MaxSequenceStepPeriods dynamic ✔️ An array with the values of the max allowed timespan between the first and last sequential steps in the sequence. Each period in the array generates a funnel analysis result.

Returns

Returns a single table useful for constructing a funnel diagram for the analyzed sequence:

  • TimelineColumn: the analyzed time window (bin), each bin in the analysis timeframe (Start to End) generates a funnel analysis separately.
  • StateColumn: the state of the sequence.
  • Period: the maximal period allowed for completing steps in the funnel sequence measured from the first step in the sequence. Each value in MaxSequenceStepPeriods generates a funnel analysis with a separate period.
  • dcount: distinct count of IdColumn in time window that transitioned from first sequence state to the value of StateColumn.

Examples

The following examples show how to use the funnel_sequence_completion plugin to analyze storm events. The query checks the completion funnel of the sequence: Hail -> Tornado -> Thunderstorm Wind in "overall" time of 1hour, 4hours, 1day.

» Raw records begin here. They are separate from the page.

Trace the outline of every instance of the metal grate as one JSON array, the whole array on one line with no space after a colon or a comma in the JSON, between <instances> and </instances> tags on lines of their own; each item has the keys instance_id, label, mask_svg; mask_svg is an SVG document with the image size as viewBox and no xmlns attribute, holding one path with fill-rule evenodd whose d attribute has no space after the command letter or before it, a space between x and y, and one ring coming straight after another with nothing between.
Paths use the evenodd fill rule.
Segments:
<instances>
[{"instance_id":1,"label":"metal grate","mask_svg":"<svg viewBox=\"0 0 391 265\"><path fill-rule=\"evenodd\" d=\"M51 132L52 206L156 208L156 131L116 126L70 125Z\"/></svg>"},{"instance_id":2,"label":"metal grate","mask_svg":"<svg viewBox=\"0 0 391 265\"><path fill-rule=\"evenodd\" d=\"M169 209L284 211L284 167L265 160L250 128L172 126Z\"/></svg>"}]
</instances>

let _start = datetime(2007-01-01);
let _end =  datetime(2008-01-01);
let _windowSize = 365d;
let _sequence = dynamic(['Hail', 'Tornado', 'Thunderstorm Wind']);
let _periods = dynamic([1h, 4h, 1d]);
StormEvents
| evaluate funnel_sequence_completion(EpisodeId, StartTime, _start, _end, _windowSize, EventType, _sequence, _periods) 

Output

StartTime EventType Period dcount
2007-01-01 00:00:00.0000000 Hail 01:00:00 2877
2007-01-01 00:00:00.0000000 Tornado 01:00:00 208
2007-01-01 00:00:00.0000000 Thunderstorm Wind 01:00:00 87
2007-01-01 00:00:00.0000000 Hail 04:00:00 2877
2007-01-01 00:00:00.0000000 Tornado 04:00:00 231
2007-01-01 00:00:00.0000000 Thunderstorm Wind 04:00:00 141
2007-01-01 00:00:00.0000000 Hail 1.00:00:00 2877
2007-01-01 00:00:00.0000000 Tornado 1.00:00:00 244
2007-01-01 00:00:00.0000000 Thunderstorm Wind 1.00:00:00 155

Understanding the results:
The outcome is three funnels (for periods: One hour, 4 hours, and one day). For each funnel step, a number of distinct counts of are shown. You can see that the more time is given to complete the whole sequence of Hail -> Tornado -> Thunderstorm Wind, the higher dcount value is obtained. In other words, there were more occurrences of the sequence reaching the funnel step.